28/4 Dünne Wahl
Kategorie: Allgemein Von Heinrich von Grünigen um 13:13 |
Einst war es absolut ok, wenn ein politisches Schwergewicht – also jemand, der grossen Einfluss auf die Politik nehmen konnte – auch so aussah und entsprechend wog. Eine stattliche Erscheinung, eine imposante Figur… man muss dabei nicht nur an Altbundeskanzler Helmut Kohl denken, auch andere Staatenlenker haben sich in der Vergangenheit durch Leibesfülle ausgezeichnet. Aber das war einmal. Heute ist der Körperumfang auch in der Politik zum Odium geworden. Sportliche Typen wie Obama und Sarkozy beherrschen das Feld, sogar beim nackten Berlusconi hängt nichts herunter, wie uns Giaccobo & Müller mehrmals genüsslich gezeigt haben.
In den USA wird das Körpergewicht der Kandidaten zum umstrittenen Wahlkampfthema. Obwohl dort die Wählerschaft einen hohen Anteil an Adipösen umfasst, wird abgenommen, was das Zeug hält, wenn es darum geht, Stimmen zu sammeln. Denn Umfragen zeigen, dass heute „dünn“ in ist und die fitten Abgeordneten punkten können, während sich für die Dicken das obligate Stigma nachteilig auswirkt.
Auch bei uns hat der Trend schon Fuss gefasst. Manche Politiker, die einst zu den schwereren Gewichten zählten, zeigen sich plötzlich in verdünnter Gestalt.
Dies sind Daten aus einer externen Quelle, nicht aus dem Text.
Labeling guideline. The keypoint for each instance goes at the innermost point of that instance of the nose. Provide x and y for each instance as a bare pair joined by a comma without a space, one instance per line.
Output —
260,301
Wie genau sie das geschafft haben, darüber wird in der Regel nicht kommuniziert. Eine Ausnahme ist hier FDP-Nationalrätin Doris Fiala. Sie hat mit einem konsequenten Regime ihr Ernährungs- und Bewegungsverhalten umgestellt und erfolgreich abgenommen. An einer öffentlichen Veranstaltung berichtete sie freimütig darüber, räumte aber gleichzeitig ein, dass keine Garantie bestehe, dass sie nicht ev. später wieder einmal zunehmen würde, wenn sich ihre Lebensumstände veränderten. Zudem übte sie Kritik an jenen Politikern und Promis, die sich mit einem chirurgischen Eingriff erfolgreich Erleichterung verschafft hatten, dies jedoch schamhaft verschwiegen, offenbar um den Eindruck zu erwecken, sie hätten es aus eigenem Antrieb geschafft. – Fiala nannte keine Namen, aber ein Blick auf die Parlamentarier-Bilder „einst – jetzt“ könnte interessante Perspektiven eröffnen.
Ist das mit den erhöhten Wahlchancen der Dünnen und Fitten nun ein Akt der Diskriminierung? Ein Modell der natürlichen Auslese? Oder am Ende nur eine Modeerscheinung? Und wenn wir in uns selber hineinhorchen: Würden wir eher einem mageren „Sprenzel“ unsere Stimme geben, oder einem wohlgenärten Bonvivant?